In your local Chrome browser, open dev tools and find the Lighthouse section.

See Run Lighthouse in Chrome DevTools instructions.

No extra downloading or coding needed.

An advantage is that you don’t rely on an external service. You can run it as often as you like.

You can tweak the settings to simulate a slower internet connection and device.

The disadvantage is that it is affected by your machine’s resources and your internet speed. So your results may not be consistent over time. And also if your specs are really powerful or weak, you won’t getting results close to what the average user out in the world sees.

Lighthouse CI tool

Open source tool you can run to automate running Lighthouse checks in a browser, without manual effort.

This works both locally and run in the cloud - see the CI section below.

CI with GitHub Actions

Run Lighthouse checks cloud for free.

This builds on the Lighthouse CI section above but automates with GitHub Actions as the cloud runner.

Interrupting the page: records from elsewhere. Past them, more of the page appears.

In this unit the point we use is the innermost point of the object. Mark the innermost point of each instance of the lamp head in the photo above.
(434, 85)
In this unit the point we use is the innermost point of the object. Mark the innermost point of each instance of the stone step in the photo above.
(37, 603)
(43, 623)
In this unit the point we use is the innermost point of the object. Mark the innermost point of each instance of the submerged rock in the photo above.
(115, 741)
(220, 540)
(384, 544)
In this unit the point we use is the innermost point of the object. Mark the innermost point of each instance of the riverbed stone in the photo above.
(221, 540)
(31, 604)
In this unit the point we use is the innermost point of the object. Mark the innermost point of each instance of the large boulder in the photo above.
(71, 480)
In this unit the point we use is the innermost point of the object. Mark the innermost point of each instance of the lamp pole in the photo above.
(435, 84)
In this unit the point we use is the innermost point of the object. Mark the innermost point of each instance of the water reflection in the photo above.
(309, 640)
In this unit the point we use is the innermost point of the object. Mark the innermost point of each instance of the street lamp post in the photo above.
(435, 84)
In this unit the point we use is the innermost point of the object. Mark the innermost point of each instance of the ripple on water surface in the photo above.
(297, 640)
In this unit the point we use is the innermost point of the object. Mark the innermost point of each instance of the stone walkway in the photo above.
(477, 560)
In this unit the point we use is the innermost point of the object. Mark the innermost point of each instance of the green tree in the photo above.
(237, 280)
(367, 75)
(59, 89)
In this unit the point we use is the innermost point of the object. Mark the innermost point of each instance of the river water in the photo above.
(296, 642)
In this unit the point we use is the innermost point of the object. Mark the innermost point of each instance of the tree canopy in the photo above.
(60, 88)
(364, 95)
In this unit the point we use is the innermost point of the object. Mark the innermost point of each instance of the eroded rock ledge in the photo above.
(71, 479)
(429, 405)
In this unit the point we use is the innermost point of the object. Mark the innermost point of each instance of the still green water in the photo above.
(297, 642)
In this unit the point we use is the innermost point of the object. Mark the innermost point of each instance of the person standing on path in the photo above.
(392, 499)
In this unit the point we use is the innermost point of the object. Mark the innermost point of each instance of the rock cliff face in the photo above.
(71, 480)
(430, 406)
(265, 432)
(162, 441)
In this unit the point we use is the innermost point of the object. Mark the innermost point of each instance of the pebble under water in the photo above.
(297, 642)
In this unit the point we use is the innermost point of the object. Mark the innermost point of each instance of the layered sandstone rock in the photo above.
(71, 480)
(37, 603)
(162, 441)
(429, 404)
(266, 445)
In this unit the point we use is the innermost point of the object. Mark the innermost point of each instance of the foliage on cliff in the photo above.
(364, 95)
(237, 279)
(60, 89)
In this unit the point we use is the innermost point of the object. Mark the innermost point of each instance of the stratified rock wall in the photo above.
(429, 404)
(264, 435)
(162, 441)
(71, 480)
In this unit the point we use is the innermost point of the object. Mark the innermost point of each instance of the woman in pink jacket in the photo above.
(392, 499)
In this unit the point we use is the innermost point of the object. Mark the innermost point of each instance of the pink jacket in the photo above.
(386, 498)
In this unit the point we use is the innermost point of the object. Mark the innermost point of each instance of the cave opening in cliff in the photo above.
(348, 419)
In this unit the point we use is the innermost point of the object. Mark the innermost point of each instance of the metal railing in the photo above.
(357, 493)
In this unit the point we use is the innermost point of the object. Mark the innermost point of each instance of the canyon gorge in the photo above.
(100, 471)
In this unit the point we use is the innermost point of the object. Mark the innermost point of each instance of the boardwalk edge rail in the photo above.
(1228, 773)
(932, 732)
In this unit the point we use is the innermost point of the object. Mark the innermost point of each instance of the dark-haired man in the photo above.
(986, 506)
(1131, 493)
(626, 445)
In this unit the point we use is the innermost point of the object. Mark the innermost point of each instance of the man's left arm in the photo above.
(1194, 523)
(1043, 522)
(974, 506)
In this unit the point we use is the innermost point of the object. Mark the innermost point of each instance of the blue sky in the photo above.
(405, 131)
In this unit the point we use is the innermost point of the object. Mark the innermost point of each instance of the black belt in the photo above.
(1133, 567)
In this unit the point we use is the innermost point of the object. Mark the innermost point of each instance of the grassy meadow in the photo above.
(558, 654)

You could run on schedule against a branch on GitHub. Or run when a Pull Request is updated, to validate it before you merge it.

The idea is that the Lighthouse application runs in a CI environment against the code on the same branch. It doesn’t require a page to actually be deployed and hosted anywhere.

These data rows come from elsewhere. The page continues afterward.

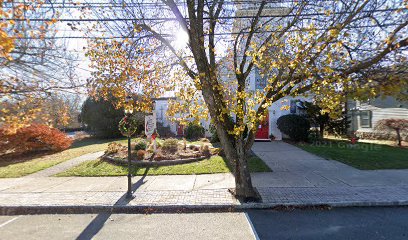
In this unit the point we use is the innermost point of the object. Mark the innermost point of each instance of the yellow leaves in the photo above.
(6, 45)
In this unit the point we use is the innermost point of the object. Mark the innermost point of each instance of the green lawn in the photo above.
(215, 164)
(77, 149)
(365, 156)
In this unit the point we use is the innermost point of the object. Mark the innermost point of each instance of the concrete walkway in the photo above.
(298, 178)
(65, 165)
(294, 167)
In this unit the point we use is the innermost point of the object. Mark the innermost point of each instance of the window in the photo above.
(260, 82)
(365, 119)
(293, 106)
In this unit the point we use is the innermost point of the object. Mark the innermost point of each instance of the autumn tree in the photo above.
(324, 48)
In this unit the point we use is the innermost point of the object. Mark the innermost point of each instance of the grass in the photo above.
(215, 164)
(19, 169)
(364, 156)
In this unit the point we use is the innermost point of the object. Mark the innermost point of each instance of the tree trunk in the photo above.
(399, 137)
(237, 157)
(243, 181)
(321, 130)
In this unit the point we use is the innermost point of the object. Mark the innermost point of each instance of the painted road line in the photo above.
(7, 222)
(252, 226)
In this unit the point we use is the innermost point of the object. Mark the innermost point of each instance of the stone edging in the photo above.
(155, 163)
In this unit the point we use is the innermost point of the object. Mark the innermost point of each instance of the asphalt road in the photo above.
(339, 223)
(127, 226)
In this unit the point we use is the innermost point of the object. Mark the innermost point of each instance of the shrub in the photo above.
(194, 131)
(140, 154)
(36, 137)
(141, 145)
(113, 148)
(170, 145)
(397, 125)
(205, 150)
(164, 131)
(295, 126)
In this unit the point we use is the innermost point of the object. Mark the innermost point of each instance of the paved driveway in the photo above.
(294, 167)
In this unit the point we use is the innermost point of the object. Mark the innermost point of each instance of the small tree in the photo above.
(398, 125)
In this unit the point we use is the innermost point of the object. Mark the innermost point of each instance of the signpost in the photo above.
(150, 128)
(150, 124)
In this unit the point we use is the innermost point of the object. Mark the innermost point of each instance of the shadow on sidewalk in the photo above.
(97, 224)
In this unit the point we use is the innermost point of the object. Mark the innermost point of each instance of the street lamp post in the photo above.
(128, 113)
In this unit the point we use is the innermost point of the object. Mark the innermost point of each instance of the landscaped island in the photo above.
(198, 157)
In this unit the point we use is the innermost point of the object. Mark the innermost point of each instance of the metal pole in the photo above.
(129, 192)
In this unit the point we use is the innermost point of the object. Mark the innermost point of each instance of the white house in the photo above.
(365, 115)
(254, 82)
(265, 129)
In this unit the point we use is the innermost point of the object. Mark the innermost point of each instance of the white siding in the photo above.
(382, 113)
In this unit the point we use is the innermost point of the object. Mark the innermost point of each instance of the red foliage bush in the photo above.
(36, 137)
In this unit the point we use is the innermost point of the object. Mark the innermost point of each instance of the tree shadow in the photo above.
(98, 222)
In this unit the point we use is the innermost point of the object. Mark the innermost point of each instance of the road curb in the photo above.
(69, 209)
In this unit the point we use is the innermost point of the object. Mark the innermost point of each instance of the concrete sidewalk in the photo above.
(298, 178)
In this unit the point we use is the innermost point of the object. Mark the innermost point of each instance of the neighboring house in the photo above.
(365, 115)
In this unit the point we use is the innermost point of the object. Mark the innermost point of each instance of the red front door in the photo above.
(180, 130)
(263, 129)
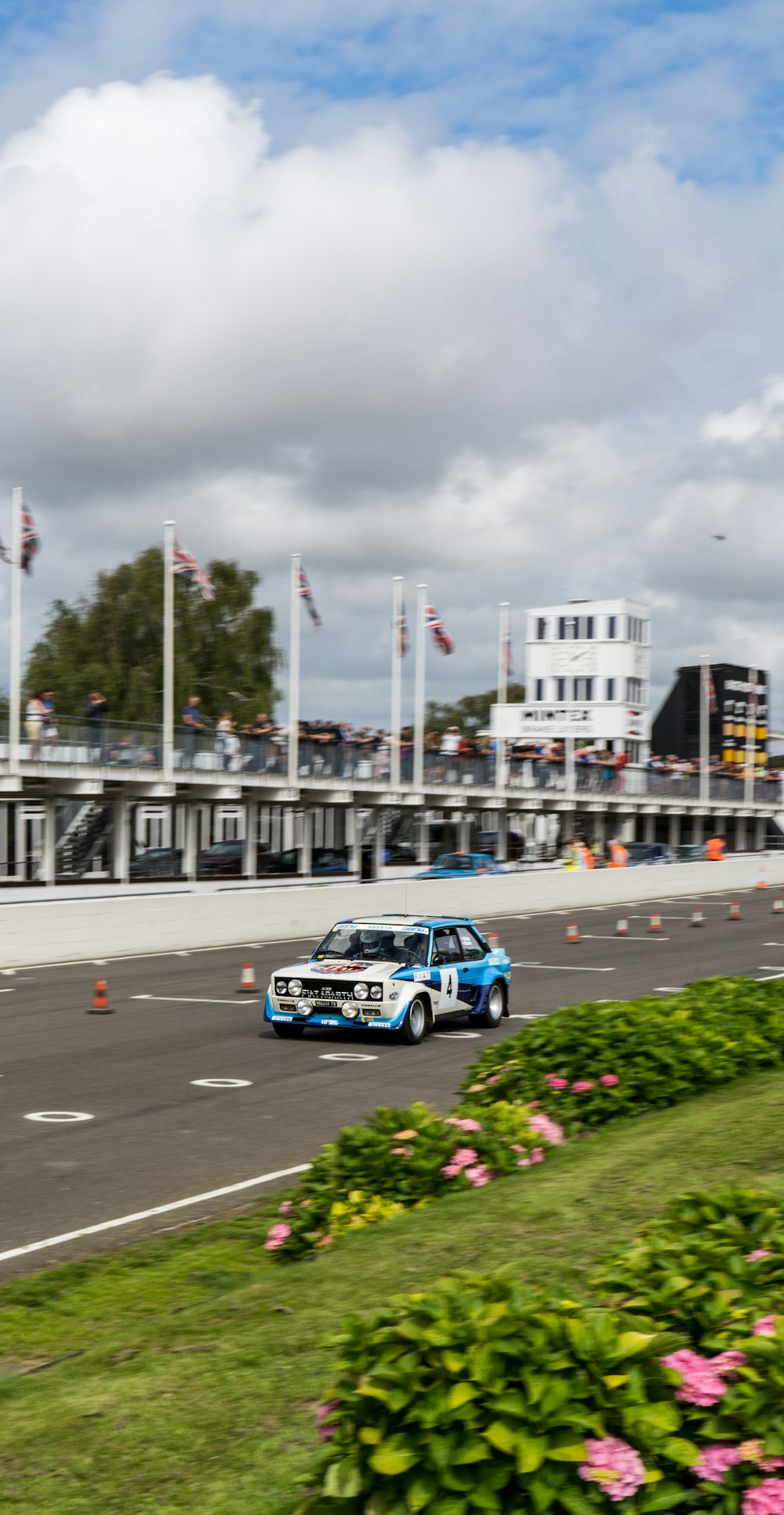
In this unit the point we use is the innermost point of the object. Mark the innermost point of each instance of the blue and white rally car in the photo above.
(394, 975)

See Search: Lighthouse in the GH Actions marketplace. Focus on the lighthouse-check section.

That is an action is managed by “Foo”, the same org that provides the UI service next. You can use the action alone or together with the service.

You have full control over the frequency and where you persist results.

You can run a test on a daily schedule, or perhaps on a release on a Pull Request.

Automated Lighthouse Check service

A service to run and store checks for you, with free and pair tiers. No coding needed.

You have less control and you don’t own the results. You can go for the self-hosted option for private data storage and a private dashboard.

Maintain historical records of Lighthouse tests with automated monitoring. Report to stakeholders with confidence about improvements and stay on top of degradation introduced by code changes when they happen! When you create a premium account, login to view charts reflecting automated Lighthouse runs.

The service lets you run tests in your own container using CI/CD e.g. GitHub Actions. That can also integration with deploys and Pull Requests.

How to set up Automated Lighthouse Check service

To get started follow these steps to start tracking web pages.

  1. Register for an account.
  2. Add URLs you’d like to track in the dashboard.
  3. For a detailed view of of a page’s results you can click into the “more” link of a given page results card in the dashboard screen.
  4. You can trigger audits manually by clicking the refresh icon at the bottom right of the screen once in the URL details page by following the previous step.
  5. View full page reports by clicking “view full report” for any results card in the URL details page.
  6. From this detail page you can click the “edit” button in the top right to update default Lighthouse settings, add extra headers, and Slack alerting.

You can also use the GH Action without the Automated Lighthouse service. Just upload HTML reports to your own S3 storage.